Foto: Silvia Gralla | "Masken machen krank", heißt es bei einer Demonstration gegen die Corona-Maßnahmen in Würzburg. Es ist eine von vielen unbelegten Behauptungen im Zusammenhang mit der Pandemie.
Corbinian Wildmeister
Corbinian Wildmeister
 |  aktualisiert: 08.02.2024 10:59 Uhr

Zwangsimpfungen, Mikrochips und düstere Mächte: In der Corona-Pandemie kursieren zahlreiche krude Verschwörungstheorien. Professor Markus Appel ist Experte für dieses Thema. Der 47-Jährige leitet den Lehrstuhls für Kommunikationspsychologie und Neue Medien an der Uni Würzburg und ist Herausgeber des Buches "Die Psychologie des Postfaktischen: Über Fake News, Lügenpresse, Clickbait & Co." Im Interview erklärt er, warum sich Verschwörungstheorien momentan so schnell verbreiten und wie man mit Personen im Bekanntenkreis umgehen kann, die einen mit solchen Thesen konfrontieren.   

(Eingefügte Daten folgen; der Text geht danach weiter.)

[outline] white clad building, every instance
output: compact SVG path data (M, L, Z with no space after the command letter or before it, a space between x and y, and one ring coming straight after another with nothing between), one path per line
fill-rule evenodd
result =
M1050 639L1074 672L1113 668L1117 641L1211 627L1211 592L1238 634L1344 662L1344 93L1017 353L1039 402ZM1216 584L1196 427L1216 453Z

Markus Appel, Leiter des Lehrstuhls für Kommunikationspsychologie und Neue Medien an der Uni Würzburg
Foto: Balsereit | Markus Appel, Leiter des Lehrstuhls für Kommunikationspsychologie und Neue Medien an der Uni Würzburg
Frage: Herr Appel, "Verschwörungstheorien" sind gerade omnipräsent. Der Begriff klingt fast schon wissenschaftlich. Ist das nicht irreführend?

Markus Appel: Anders als bei Gerüchten bestehen Verschwörungstheorien nicht nur aus einer Aussage, sondern aus einem Geflecht aus Annahmen. Sie sollen etwas erklären. Und sie zeichnen sich dadurch aus, dass immer eine dunkle Macht im Hintergrund steht. Es ist nicht einfach nur die Behauptung, dass Corona in Wahrheit doch harmlos sei. Verschwörungstheoretiker wollen auch erklären, warum Medien und Politiker erzählen, dass das Virus gefährlich ist. Deswegen ist der Begriff gar nicht so fehlleitend – eine Theorie kann schließlich auch falsch sein. Andererseits kann man kritisieren, dass diese Bezeichnung den Inhalt solcher Behauptungen zu sehr adelt. Man würde denken, dass etwas mit Substanz dahinter steckt. Das ist aber oft nicht der Fall. Deswegen wird als Synonym auch von Verschwörungsmythen gesprochen. 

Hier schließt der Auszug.